Macquarie currently owns 26 per cent of the business and is in early stage talks to sell a near 5 per cent stake, according to two people close to the discussions. Cadent runs about half of the UK’s eight local gas distribution networks, providing gas to 11mn homes and businesses in North West and East England, the Midlands and north London.

US-based Federated Hermes is looking to sell a 4.6 per cent stake, the people said. It currently owns 13 per cent of Cadent.

The sale will be a key test of investor appetite for gas infrastructure as Britain tries to reduce its use of natural gas as part of its efforts to reach net zero carbon emissions by 2050. 

Gas pipeline owners hope the UK will encourage the use of hydrogen, which does not produce carbon dioxide emissions when it is burnt, as a replacement for natural gas for home heating.

But the UK’s advisory National Infrastructure Commission last year urged the government to back heat pumps, which run on electricity, instead saying hydrogen for heating was “simply not ready at scale”. 

Macquarie had been increasing its investment in UK gas infrastructure, buying into Cadent in 2017. Three years ago, it bought a majority 60 per cent stake in National Grid’s gas transmission and metering network in partnership with British Columbia Investment. Last year, it raised that stake to 80 per cent. 

The high-pressure pipelines in the transmission network carry gas from the North Sea and import terminals over long distances to large power stations and factories, as well as to regional distribution networks such as Cadent, which then pipe it to homes and businesses.

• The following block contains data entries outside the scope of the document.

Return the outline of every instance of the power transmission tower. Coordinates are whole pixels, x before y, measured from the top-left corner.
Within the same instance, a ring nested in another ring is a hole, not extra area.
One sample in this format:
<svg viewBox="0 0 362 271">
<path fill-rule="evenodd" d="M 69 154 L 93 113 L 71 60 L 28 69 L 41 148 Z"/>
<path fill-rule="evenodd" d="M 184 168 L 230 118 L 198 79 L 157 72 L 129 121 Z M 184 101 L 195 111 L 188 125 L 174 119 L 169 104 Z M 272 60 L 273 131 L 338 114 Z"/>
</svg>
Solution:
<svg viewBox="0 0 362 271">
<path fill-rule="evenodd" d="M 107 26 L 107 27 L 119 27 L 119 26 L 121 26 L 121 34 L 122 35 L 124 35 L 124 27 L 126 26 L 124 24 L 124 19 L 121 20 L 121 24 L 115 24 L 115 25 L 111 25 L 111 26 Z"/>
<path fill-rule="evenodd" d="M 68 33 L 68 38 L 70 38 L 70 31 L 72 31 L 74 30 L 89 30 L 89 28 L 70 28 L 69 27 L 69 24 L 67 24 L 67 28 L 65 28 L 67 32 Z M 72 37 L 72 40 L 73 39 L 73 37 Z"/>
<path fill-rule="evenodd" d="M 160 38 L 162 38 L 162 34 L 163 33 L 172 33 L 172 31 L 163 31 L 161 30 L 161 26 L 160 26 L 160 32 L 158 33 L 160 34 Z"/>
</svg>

Cadent has already replaced 70 per cent of its steel pipes with the plastic pipes necessary for hydrogen distribution and is on track to complete this by 2032. It believes it can convert its network to hydrogen, despite the uncertainty over its future role in the UK energy mix. 

The government has said it will decide on the role of hydrogen in home heating in 2026, following trials in people’s homes. However, two potential trials were cancelled last year because of local opposition and low availability of hydrogen, leaving only one left to run, in Fife, Scotland. 

Colm Gibson, a managing director at consultancy Berkeley Research Group, said: “There are a number of promising hydrogen technologies out there, but any buyer will need to engage proactively in the decarbonisation debate to maximise the value of their stake.”

Macquarie said there was no change in strategy despite the sale. “We are a committed long-term shareholder in Cadent and are supporting significant investment across the network to maintain the safe, secure and reliable supply of gas,” the group said.

It added that it had increased average annual investment in Cadent to £830mn in the years 2018-2024 compared with £536mn between 2014 and 2017, while customer bills had fallen 15 per cent in real terms.

Federated Hermes said it remained a “committed and supportive long-term investor” in Cadent, adding “we believe that the company will continue to play an instrumental role in the UK’s energy transition”.

Macquarie invested in Cadent in a £5.4bn deal in March 2017 alongside other investors including Qatar and Chinese sovereign wealth funds.

The Australian group is the largest infrastructure investor in the UK but has attracted some controversy particularly over its involvement in English water companies. It previously owned South East Water and Thames Water and currently owns Southern Water, which is under fire for sewage pollution.